Hoy el alma de Nueva York se divide en cuatro partes: la irlandesa, la italiana, la negra y la latina. En este “melting pot”, los “hispanos” vienen creciendo a un ritmo y a una tasa de natalidad tal, que hasta los demógrafos más conservadores le auguran una pronta supremacía numérica en la capital del mundo.
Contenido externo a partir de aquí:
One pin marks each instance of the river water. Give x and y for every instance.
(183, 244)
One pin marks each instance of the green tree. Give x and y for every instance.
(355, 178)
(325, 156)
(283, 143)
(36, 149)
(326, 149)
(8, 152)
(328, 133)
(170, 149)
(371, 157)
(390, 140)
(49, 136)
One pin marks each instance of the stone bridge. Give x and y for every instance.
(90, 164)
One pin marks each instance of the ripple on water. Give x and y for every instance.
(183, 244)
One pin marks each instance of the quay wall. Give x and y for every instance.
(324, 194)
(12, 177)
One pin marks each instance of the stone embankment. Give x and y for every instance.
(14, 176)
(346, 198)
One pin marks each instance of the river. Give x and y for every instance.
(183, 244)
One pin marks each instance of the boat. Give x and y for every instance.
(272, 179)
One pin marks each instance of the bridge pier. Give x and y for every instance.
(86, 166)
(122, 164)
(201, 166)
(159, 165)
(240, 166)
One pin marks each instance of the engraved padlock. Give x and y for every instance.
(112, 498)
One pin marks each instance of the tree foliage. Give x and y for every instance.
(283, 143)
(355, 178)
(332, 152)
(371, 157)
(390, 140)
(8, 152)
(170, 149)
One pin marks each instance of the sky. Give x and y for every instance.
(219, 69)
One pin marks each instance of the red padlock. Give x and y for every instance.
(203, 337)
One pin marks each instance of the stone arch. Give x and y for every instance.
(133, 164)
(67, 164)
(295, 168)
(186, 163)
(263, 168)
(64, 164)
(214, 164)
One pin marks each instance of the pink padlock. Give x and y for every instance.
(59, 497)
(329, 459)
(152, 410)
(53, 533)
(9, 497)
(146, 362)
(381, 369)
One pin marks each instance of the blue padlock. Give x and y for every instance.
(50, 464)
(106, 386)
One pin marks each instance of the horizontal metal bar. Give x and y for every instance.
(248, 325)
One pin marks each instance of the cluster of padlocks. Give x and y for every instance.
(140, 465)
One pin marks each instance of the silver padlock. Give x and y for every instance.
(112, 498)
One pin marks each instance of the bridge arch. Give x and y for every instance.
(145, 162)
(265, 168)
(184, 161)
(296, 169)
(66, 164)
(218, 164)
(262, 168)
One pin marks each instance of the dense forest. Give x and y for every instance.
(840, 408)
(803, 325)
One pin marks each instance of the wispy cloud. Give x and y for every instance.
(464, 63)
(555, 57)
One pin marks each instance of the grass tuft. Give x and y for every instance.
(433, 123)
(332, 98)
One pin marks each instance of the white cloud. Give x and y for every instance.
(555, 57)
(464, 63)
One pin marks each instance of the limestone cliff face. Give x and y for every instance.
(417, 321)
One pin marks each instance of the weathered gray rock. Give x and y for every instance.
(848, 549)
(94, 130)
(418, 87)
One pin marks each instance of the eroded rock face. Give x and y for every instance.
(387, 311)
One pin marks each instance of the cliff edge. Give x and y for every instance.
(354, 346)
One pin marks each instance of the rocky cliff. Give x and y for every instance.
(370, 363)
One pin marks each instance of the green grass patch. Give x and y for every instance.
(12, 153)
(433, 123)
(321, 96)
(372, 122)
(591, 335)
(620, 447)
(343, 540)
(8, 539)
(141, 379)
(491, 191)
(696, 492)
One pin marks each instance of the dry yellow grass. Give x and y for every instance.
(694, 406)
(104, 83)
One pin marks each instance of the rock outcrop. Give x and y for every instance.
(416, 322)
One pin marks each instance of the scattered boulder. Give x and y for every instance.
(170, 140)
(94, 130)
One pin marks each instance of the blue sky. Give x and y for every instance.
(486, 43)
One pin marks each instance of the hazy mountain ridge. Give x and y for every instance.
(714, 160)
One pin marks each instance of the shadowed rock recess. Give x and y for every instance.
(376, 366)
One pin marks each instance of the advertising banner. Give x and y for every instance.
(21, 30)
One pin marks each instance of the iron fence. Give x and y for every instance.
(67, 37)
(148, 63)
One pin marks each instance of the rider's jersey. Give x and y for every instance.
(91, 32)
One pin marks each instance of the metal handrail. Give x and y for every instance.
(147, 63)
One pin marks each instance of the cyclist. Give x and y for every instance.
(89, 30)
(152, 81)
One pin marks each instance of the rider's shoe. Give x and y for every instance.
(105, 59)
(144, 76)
Pero este fenómeno no se mostraba tan contundente a mediados del siglo XIX, cuando el país salía a los tropezones de la guerra civil que puso en disputa a dos modelos de sociedad; por entonces, a los herederos de los patricios fundadores que le habían arrancado Nueva York a los holandeses, se les oponían los duros colectivos de inmigrantes recién llegados desde el hambre de Irlanda. Los irlandeses, a diferencia de los “hispanos” en estos días, eran blancos y rubios; pero su diferenciación con los también blancos y rubios patricios pasaba por dos veredas más profundas: estos nuevos “nyorkers” eran pobres, y eran católicos.
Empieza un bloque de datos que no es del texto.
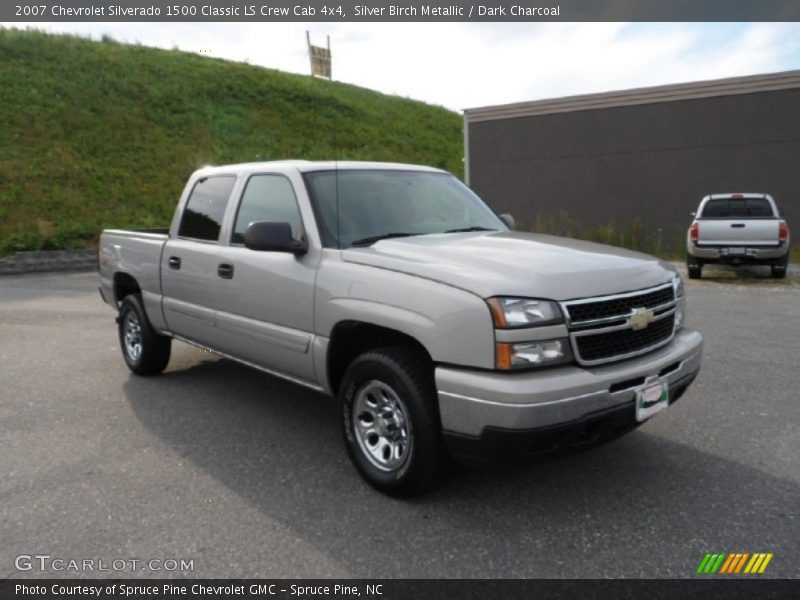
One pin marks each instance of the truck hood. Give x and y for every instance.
(513, 263)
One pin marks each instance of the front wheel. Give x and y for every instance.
(391, 421)
(145, 351)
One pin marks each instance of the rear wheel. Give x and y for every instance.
(391, 421)
(779, 270)
(694, 268)
(145, 351)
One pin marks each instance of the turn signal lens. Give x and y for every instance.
(532, 354)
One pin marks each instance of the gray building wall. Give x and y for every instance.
(652, 160)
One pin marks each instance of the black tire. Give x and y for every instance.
(408, 374)
(153, 349)
(694, 266)
(779, 271)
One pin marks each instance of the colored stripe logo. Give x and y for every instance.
(735, 563)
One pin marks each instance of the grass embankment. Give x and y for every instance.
(103, 134)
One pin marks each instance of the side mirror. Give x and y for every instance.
(273, 236)
(508, 220)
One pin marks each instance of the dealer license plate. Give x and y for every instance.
(651, 399)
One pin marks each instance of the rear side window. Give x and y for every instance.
(736, 208)
(267, 198)
(202, 217)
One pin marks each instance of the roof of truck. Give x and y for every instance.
(304, 166)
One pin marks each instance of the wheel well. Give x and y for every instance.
(350, 339)
(124, 285)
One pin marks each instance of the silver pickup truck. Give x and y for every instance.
(443, 332)
(738, 229)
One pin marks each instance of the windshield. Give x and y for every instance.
(373, 204)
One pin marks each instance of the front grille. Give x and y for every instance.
(620, 306)
(602, 346)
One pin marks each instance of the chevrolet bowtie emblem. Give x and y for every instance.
(640, 318)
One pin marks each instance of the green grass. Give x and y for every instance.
(103, 134)
(635, 235)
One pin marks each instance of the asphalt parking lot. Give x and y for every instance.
(246, 475)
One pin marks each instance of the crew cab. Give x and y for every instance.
(738, 229)
(442, 331)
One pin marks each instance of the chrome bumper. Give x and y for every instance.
(469, 400)
(752, 254)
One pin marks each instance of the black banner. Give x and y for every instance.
(400, 10)
(282, 589)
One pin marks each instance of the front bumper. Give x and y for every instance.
(478, 405)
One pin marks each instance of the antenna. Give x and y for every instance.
(336, 181)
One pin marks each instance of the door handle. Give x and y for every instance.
(225, 271)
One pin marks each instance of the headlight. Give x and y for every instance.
(523, 312)
(533, 354)
(677, 284)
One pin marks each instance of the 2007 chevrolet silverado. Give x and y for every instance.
(396, 289)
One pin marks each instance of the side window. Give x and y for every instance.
(267, 198)
(202, 216)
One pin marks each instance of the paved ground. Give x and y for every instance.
(246, 475)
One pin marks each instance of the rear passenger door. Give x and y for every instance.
(265, 307)
(190, 259)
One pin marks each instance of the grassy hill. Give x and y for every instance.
(102, 134)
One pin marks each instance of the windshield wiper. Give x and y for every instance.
(474, 228)
(377, 238)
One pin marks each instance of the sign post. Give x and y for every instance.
(320, 59)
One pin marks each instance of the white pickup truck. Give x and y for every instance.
(442, 332)
(738, 229)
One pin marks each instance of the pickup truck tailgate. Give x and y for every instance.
(738, 232)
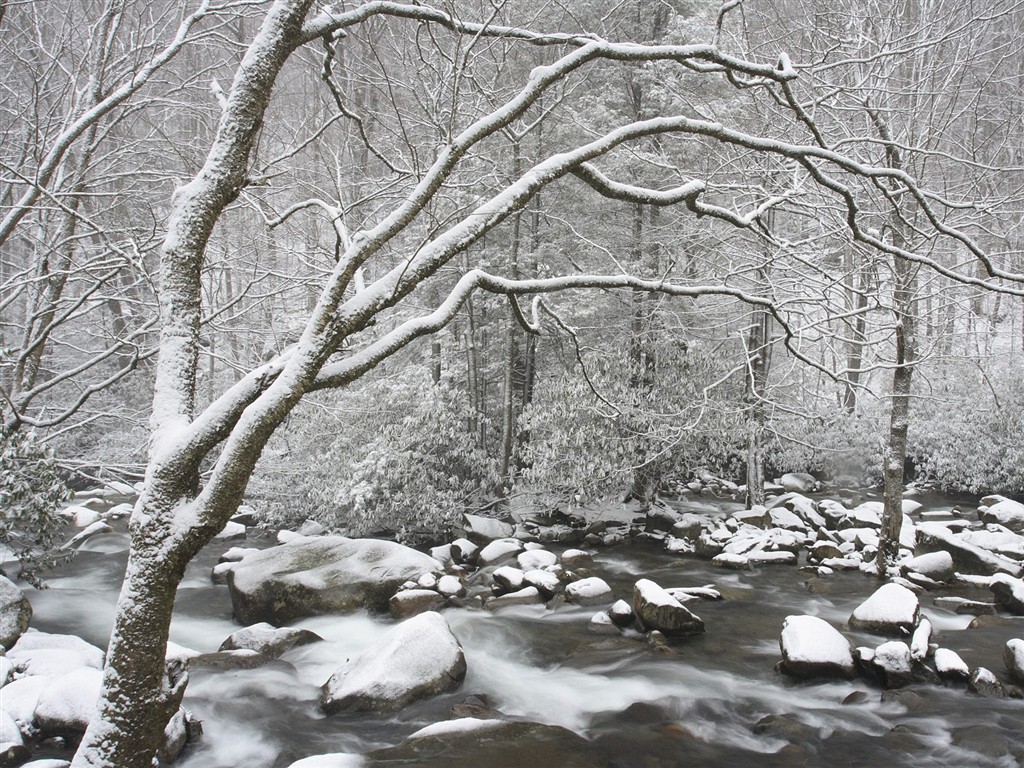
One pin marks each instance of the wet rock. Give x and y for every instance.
(418, 658)
(812, 648)
(785, 727)
(495, 743)
(950, 667)
(892, 609)
(1003, 511)
(1009, 593)
(592, 591)
(267, 639)
(967, 557)
(1013, 655)
(525, 596)
(984, 683)
(483, 529)
(656, 609)
(15, 612)
(936, 565)
(323, 574)
(410, 602)
(68, 702)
Durante años mantuvieron la cabeza baja, sirvieron en los muelles, en los bares de cervezas y whiskies, y en las filas del ejército federal que terminó derrotando a los sueños confederados. Hasta que la sufrida colectividad encontró a su héroe: el papa nombró obispo de Nueva York a John Hughes, un irlandés rubicundo apodado “Dagger”, la daga. Hughes se puso manos a la obra sin perder ni un minuto: en unos terrenos aún asilvestrados, por entonces alejados del centro urbano, planificó junto al arquitecto James Renwick una fastuosa catedral neogótica que fuera el edificio más alto de Manhattan, que reivindicara el aporte irlandés y que alimentara su orgullo ante propios y extraños. Una iglesia que, por supuesto, se colocaría bajo la admonición de san Patricio, patrono de Irlanda.
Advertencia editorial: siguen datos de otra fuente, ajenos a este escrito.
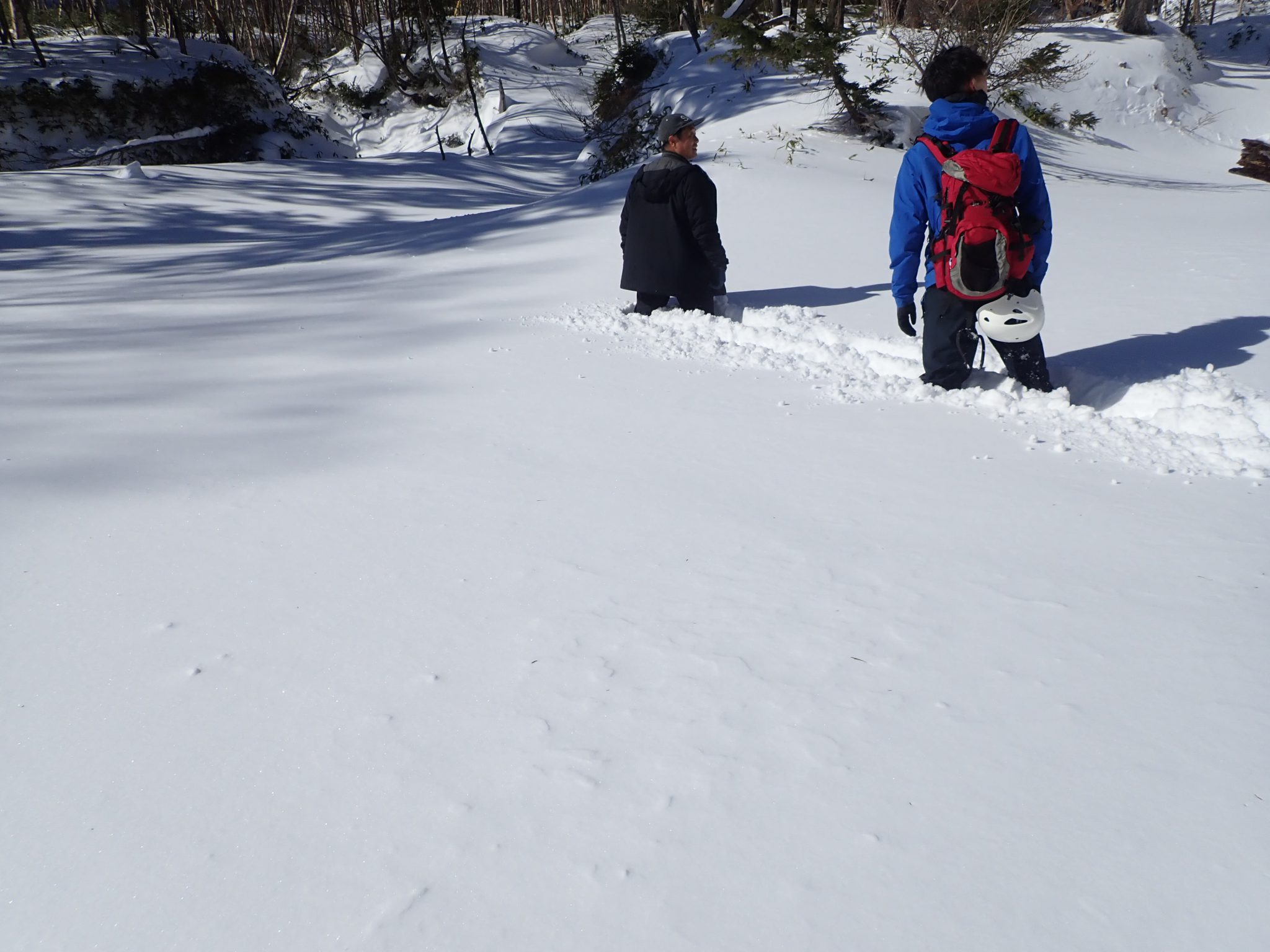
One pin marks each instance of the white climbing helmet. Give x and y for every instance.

La locura de Hughes (“The Hughes´ Folly”) plantó su piedra fundacional en 1858; se financió con el aporte de los 103 irlandeses neoyorquinos que para entonces ya eran ricos (a razón de US$ 1.000 cada uno), y de las monedas de cientos y cientos de inmigrantes pobres. Abrió sus puertas en 1879, mostrando una inmensa nave de 34 metros de altura donde caben más de 2.500 personas. Hoy, tal como lo predijo la imaginación de “Dagger” Hughes, su ubicación en la Quinta Avenida, entre las calles 50th. y 51st., la coloca en el corazón neurálgico de Manhattan. En ella escuché el sermón de John cardenal O´Connor, pocos meses antes de que el cáncer lo matara: hoy su sombrero rojo cuelga del techo, a 34 metros del suelo, llenándose de polvo.